Cross Her Heart (Bree Taggert #1)(5)



Dana extended a hand. “You OK?”

Nodding, Bree let her partner pull her to her feet. Her knees trembled, but she sucked it up and forced them to straighten. The other cops would blame her breathlessness on the chase. She hoped.

Dana’s face was serious as she raked her eyes over Bree. “You’re sure you’re not hurt?”

Bree glanced around, aware that the other cops were watching her. Their scrutiny felt hot on her face. She rubbed her solar plexus. “Got the wind knocked out of me. I’ll be fine in a couple of minutes.”

“OK.” Dana steered her out of the alley to where she’d parked the car and opened the passenger door for her. “Sit down and catch your breath.”

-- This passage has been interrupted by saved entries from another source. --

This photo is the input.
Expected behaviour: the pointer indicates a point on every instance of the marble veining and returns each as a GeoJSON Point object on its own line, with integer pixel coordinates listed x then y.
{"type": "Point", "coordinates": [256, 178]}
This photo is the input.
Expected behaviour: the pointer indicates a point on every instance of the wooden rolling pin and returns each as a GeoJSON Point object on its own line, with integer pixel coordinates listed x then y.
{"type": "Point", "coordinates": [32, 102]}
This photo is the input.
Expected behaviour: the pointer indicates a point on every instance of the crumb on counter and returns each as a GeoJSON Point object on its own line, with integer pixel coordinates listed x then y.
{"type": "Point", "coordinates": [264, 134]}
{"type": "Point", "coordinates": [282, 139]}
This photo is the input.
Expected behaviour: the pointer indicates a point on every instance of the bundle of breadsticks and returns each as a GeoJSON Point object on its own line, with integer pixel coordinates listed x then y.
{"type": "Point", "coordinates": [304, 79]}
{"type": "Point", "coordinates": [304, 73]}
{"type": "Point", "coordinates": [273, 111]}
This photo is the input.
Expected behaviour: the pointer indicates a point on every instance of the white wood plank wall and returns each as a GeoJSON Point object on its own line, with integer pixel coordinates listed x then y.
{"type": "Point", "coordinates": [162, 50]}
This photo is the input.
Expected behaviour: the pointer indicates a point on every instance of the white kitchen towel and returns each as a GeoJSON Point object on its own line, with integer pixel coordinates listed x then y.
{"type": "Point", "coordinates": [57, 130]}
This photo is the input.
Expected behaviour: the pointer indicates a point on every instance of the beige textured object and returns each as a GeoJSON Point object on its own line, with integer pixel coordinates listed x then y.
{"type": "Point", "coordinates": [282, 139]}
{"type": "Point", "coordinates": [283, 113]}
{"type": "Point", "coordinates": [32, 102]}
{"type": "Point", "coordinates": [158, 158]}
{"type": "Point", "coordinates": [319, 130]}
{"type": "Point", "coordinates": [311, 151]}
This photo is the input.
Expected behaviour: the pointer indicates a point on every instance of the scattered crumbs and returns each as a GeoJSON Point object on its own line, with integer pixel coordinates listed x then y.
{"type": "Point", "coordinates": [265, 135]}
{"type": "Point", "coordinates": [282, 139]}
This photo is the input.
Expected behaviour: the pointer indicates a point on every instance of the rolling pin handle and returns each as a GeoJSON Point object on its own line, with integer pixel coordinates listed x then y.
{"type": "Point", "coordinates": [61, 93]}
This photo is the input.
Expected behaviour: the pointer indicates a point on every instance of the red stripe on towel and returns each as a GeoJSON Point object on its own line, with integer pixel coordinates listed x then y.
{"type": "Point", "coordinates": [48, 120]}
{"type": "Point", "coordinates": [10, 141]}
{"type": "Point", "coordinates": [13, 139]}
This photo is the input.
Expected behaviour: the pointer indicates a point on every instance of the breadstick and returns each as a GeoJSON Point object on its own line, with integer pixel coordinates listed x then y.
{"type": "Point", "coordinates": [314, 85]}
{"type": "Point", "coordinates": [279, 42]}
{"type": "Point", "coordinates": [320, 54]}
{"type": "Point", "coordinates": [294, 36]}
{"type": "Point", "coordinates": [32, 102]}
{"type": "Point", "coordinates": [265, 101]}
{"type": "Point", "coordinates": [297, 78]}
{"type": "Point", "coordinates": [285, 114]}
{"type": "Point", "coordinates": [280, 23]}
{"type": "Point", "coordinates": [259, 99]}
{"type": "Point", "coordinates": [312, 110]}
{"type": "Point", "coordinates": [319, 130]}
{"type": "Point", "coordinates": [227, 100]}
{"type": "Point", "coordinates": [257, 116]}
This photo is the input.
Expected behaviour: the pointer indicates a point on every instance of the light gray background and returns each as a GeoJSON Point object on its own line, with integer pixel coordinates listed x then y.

Bree sat sideways, her feet in the street, and sipped from a water bottle she’d left in the car. Then she wiped her clammy palms on her thighs. Now that the incident was over, impending bruises were making themselves known. Her tailbone throbbed with every beat of her heart. But it wasn’t the aches and pains that rattled her, and it wouldn’t be the killer she’d chased that gave her nightmares.

It was the dog and the memories its snapping teeth evoked.

She shuddered, then took three deep breaths and did what she did best. She compartmentalized. She shoved that horror show back into the deep, dark hole where it needed to stay. She’d just gotten her heart rate and breathing under control when the phone on her belt vibrated. Bree looked at the screen. She’d missed a call while she was chasing Ronnie. She read the voice mail notification, and her heart did a double tap.

Erin?

“What’s wrong?” Dana narrowed blue eyes at Bree.

Bree stared at her phone. “My sister called.”

“When was the last time you talked to her?”

“A couple of weeks ago. You know my family is . . .” Bree searched for the word. “Complicated.”

“Uh-huh.” Dana was more than a coworker. She was Bree’s closest friend.

“We talk on the phone, but I haven’t seen her since she brought the kids to Philly last summer.” The last time Bree had visited Grey’s Hollow had been for Erin’s wedding four years before.

“I remember.” Dana was a history geek. When Erin and the kids came to town, she’d played tour guide, walking them through the Constitution Center, Independence Hall, and other sites. “Did she leave a voice mail?”

“Yes.” Bree’s finger hesitated over the “Play” button. She should wait until she got home to listen to her sister’s message. Unexpected news from Grey’s Hollow was never good. Bree’s heart began to thud again, fresh sweat gathered on her palms, and all her careful compartmentalizing went to hell. “Could you give me a minute, Dana?”

“Sure. No problem.” She turned and walked back to the cluster of cops at the alley entrance.

Planting her feet firmly on the pavement, Bree stabbed the “Play” button. Her sister’s voice was breathless and hurried.

“Bree? I’m in trouble. I don’t know what to do. I don’t want to give you the details in a message, but I need your help. Please call me back as soon as you get this.”

Worried, Bree pressed the “Call Back” button. Her sister’s line rang three times and connected to voice mail. Bree left a message. “It’s Bree. Sorry I missed you. Call me back.”

She lowered the phone and stared at it. She’d missed her sister’s call by only a few minutes. Where could Erin be? Bree played the message again. Her sister’s rushed words knotted in her belly.

Frowning, Dana walked over. “Everything OK?”

“She’s not answering her phone.” Bree called her brother, Adam, but the call went immediately to voice mail. She left him a message. Next, she dialed the salon where her sister worked, but the receptionist said Erin was off tonight.

“Try her later,” Dana suggested. “She could be in the shower.”

Bree drank some water and called Erin again. Still no answer. She replayed the message, tilting the phone so Dana could hear.

Dana’s blonde eyebrows lowered. “Your sister doesn’t seem like the type who gets in trouble.”

“She isn’t. Erin’s a head down, go to work, raise her kids kind of person. She doesn’t have time for trouble.” Bree rubbed the edge of her phone with her thumb. “But just her calling me for help means it’s something major. We’re not as close as I’d like.”

“Not your fault or hers that you weren’t raised together.”

Erin and Adam had been reared by their grandmother in Grey’s Hollow. Bree had been farmed out to a cousin in Philadelphia.

“My childhood isn’t my fault.” Bree tapped her phone screen and stared at the lack of notifications. “But the decisions I’ve made since reaching adulthood are one hundred percent my responsibility.”

“What are you going to do?”

As children, Bree and her siblings had survived a nightmare together. Despite the three hundred miles between them, they would always have a special connection. They were particularly tuned in to trouble, and Bree could sense from Erin’s voice that something was wrong. Really wrong. Erin’s tone wasn’t I’m late with the mortgage payment. She had sounded scared.

There was only one thing Bree could do.